On a intérêt à filer, man, j’ai dit.

Et mon matériel ? Je peux pas abandonner mon matériel !

C’est pas le tien. Ça l’a jamais été.

Bruce et les autres, c’est eux qui l’ont volé ! a répondu Russ.

Ouais, et toi tu leur as volé à ton tour. Maintenant Bruce est mort et les autres mecs sont partis.

Comme s’il y pensait pour la première fois, Russ a dit, Les flics vont croire que moi aussi je l’ai volé.

Tu m’étonnes, coco. Laisse-le brûler. C’est ce qui peut nous arriver de mieux.

Et ma bagnole ? Il me faut ma bagnole.

Laisse tomber. On est des délinquants, man. T’auras d’autres occasions de t’en trouver une. Peut-être qu’on aura de la chance et qu’en voyant ta caisse les gens croiront que nous aussi on est morts dans l’incendie.

Après avoir dit ça j’ai couru vers la porte en pensant que c’était ainsi que ça devrait être : moi et Russ et Bruce, tous les trois brûlés dans l’incendie, nos corps transformés en trois tas de charbon entourés par des tonnes d’équipement électronique volé et lui aussi calciné.

Je ne savais pas comment la mère de Russ prendrait la chose, mais la mienne commencerait par se sentir triste, puis elle surmonterait son chagrin et mon beau-père serait secrètement content, d’autant plus qu’il pourrait faire comme s’il avait perdu quelque chose d’important. Personne d’autre n’y penserait beaucoup. Sauf Black Bart, peut-être, qui déplorerait la perte d’une partie de son activité de “transport de marchandises” avec les bikers et aussi celle d’un gamin qui lui avait vendu son pétard quotidien. Mais à part eux tout le monde s’en foutrait.
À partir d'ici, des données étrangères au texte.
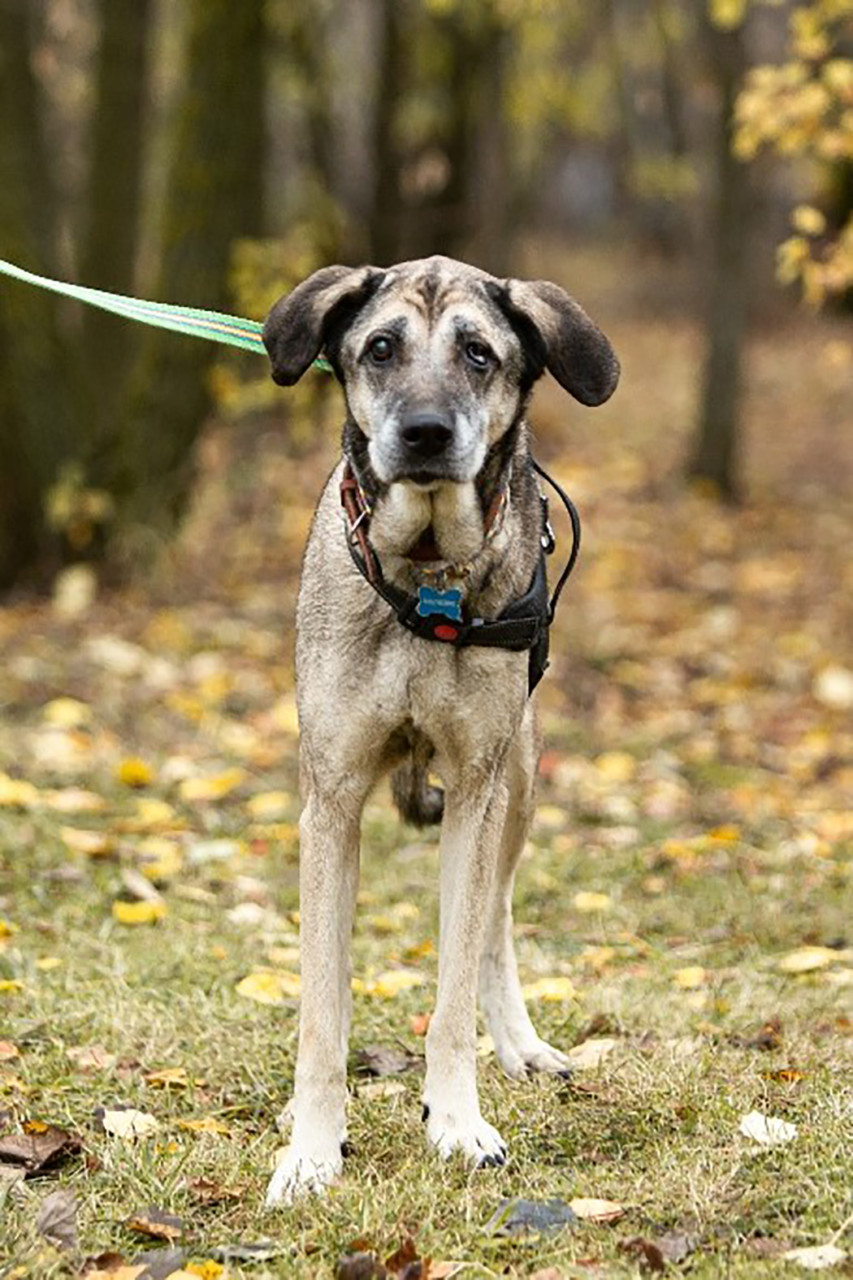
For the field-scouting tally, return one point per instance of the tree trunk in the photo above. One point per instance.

Russ était dans mon sillage, et lorsque j’ai ouvert la porte j’ai fait sursauter deux pompiers qui levaient déjà leurs haches pour se tailler un chemin à l’intérieur.

Bon Dieu ! Mais qu’est-ce que vous foutez là-dedans ! a hurlé le chef. Dégagez d’ici, bordel, et plus vite que ça ! Alors j’ai dit, On est partis, man ! et c’était vrai.